Colorectal cancer and the Muir-Torre syndrome in a Gypsy family: a review.Am J Gastroenterol. 1999 Mar; 94(3):575-80.AJ
The Muir-Torre syndrome (MTS) is characterized by an autosomal dominant predilection to sebaceous adenomas, sebaceous carcinomas, and multiple keratoacanthomas, in concert with the cancer phenotype of hereditary nonpolyposis colorectal cancer (HNPCC). Proof that patients showing a familial aggregation of MTS's cutaneous signs in combination with a specific pattern of visceral cancers which are consonant with an HNPCC diagnosis has been buttressed by the discovery of hMSH2 and hMLH1 germ-line mutations in such families. Our purpose in this investigation was to determine the germ-line mutation in a Gypsy family with MTS in concert with HNPCC cancer features, and to provide genetic counseling. An added objective for this paper is to review the literature on MTS.

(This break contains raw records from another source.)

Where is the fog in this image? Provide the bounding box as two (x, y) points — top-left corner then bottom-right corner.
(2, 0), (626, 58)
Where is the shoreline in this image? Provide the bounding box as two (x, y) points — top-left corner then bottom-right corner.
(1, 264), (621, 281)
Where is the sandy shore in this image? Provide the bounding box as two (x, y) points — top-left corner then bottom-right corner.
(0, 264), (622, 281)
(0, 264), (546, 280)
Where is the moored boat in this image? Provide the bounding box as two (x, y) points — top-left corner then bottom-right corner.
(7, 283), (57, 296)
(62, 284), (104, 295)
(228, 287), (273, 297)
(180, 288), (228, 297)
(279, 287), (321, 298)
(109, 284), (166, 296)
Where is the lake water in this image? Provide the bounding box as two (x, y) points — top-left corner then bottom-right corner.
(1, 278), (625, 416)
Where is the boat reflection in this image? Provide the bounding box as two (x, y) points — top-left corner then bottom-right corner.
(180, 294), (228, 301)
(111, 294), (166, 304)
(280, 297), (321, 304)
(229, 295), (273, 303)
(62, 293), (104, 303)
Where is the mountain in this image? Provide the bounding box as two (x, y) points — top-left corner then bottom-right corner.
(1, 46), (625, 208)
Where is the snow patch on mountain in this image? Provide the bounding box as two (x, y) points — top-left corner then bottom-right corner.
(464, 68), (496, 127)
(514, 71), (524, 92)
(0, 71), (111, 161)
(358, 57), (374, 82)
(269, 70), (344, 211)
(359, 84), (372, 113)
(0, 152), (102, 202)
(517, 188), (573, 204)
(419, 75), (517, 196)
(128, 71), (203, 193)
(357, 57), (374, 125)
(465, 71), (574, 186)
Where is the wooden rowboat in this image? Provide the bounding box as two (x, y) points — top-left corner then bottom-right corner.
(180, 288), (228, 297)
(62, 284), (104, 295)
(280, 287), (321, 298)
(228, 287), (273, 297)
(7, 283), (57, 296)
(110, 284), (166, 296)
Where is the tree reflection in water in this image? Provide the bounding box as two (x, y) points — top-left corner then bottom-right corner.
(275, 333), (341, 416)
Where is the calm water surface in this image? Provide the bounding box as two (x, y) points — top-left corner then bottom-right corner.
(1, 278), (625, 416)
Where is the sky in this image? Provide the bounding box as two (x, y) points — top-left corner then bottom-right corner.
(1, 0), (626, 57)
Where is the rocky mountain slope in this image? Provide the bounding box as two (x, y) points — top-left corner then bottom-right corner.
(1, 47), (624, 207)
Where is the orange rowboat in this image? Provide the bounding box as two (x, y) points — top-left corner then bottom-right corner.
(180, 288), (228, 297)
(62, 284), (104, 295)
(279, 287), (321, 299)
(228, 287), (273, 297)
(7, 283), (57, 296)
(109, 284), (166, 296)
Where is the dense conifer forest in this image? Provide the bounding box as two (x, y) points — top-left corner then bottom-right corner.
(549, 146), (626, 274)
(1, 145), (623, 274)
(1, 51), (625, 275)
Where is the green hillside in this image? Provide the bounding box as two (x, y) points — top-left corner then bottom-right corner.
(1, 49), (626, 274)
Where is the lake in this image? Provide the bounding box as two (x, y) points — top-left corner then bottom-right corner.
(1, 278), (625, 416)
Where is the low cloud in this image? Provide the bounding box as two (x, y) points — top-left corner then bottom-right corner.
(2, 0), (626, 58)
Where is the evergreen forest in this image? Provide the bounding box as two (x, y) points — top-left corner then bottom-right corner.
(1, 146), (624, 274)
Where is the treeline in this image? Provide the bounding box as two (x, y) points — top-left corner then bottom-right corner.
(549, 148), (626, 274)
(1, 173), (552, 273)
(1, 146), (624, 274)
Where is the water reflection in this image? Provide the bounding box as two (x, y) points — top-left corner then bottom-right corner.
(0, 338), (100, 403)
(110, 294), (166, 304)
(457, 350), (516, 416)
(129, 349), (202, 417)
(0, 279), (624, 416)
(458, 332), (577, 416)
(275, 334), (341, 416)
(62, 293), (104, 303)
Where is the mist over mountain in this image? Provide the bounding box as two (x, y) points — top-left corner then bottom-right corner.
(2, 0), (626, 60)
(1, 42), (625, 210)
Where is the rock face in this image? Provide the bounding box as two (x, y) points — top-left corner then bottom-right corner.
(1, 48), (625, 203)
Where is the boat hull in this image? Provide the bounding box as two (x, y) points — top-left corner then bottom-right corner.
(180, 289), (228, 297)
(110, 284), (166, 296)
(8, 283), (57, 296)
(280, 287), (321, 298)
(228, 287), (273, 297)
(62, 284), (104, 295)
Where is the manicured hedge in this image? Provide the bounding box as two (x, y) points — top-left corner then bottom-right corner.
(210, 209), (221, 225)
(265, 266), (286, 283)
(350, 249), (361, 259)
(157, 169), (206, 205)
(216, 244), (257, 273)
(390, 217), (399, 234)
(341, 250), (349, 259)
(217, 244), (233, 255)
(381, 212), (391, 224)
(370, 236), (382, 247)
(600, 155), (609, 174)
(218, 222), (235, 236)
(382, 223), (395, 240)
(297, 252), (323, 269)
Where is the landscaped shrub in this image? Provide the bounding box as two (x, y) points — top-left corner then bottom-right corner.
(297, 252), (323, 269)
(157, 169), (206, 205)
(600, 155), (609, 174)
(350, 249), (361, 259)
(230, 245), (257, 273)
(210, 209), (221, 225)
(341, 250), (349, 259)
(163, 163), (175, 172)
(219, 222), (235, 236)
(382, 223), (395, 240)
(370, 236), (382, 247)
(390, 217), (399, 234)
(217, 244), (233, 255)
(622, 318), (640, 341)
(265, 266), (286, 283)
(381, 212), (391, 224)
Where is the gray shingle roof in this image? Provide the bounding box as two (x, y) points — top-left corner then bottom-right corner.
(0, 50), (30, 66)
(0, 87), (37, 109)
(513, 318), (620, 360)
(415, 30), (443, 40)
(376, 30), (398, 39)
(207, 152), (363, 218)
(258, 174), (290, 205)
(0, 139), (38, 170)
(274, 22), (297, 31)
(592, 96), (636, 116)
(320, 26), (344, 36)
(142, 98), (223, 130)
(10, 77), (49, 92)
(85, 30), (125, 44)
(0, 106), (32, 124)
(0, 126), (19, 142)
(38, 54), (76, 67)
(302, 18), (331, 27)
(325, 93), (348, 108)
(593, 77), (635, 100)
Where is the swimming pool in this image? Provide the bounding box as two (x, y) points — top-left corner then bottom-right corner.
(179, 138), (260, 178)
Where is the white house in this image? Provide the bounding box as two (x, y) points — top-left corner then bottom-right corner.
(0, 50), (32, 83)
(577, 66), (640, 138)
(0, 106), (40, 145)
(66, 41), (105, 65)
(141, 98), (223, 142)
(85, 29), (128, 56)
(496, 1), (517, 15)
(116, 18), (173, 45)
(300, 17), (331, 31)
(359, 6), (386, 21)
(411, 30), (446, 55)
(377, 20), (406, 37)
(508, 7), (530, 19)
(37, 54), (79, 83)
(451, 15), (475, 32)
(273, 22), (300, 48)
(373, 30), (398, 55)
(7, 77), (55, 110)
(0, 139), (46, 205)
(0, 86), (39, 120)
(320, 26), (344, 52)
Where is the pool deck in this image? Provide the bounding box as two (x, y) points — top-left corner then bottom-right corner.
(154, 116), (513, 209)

We describe a Gypsy family with MTS in concert with HNPCC cancer features, as well as the molecular genetic and genetic counseling procedures used in the interest of improved compliance with cancer control recommendations. We review the clinical phenotype, natural history, and molecular genetics involved in the MTS variant HNPCC.
An hMSH2 germ-line mutation was identified as the culprit germ-line mutation in this family.
The presence of the hMSH2 germ-line mutation in this family provides powerful predictability of colorectal and other HNPCC integral cancers. The gastroenterologist must assume an important role in the diagnosis and management of MTS.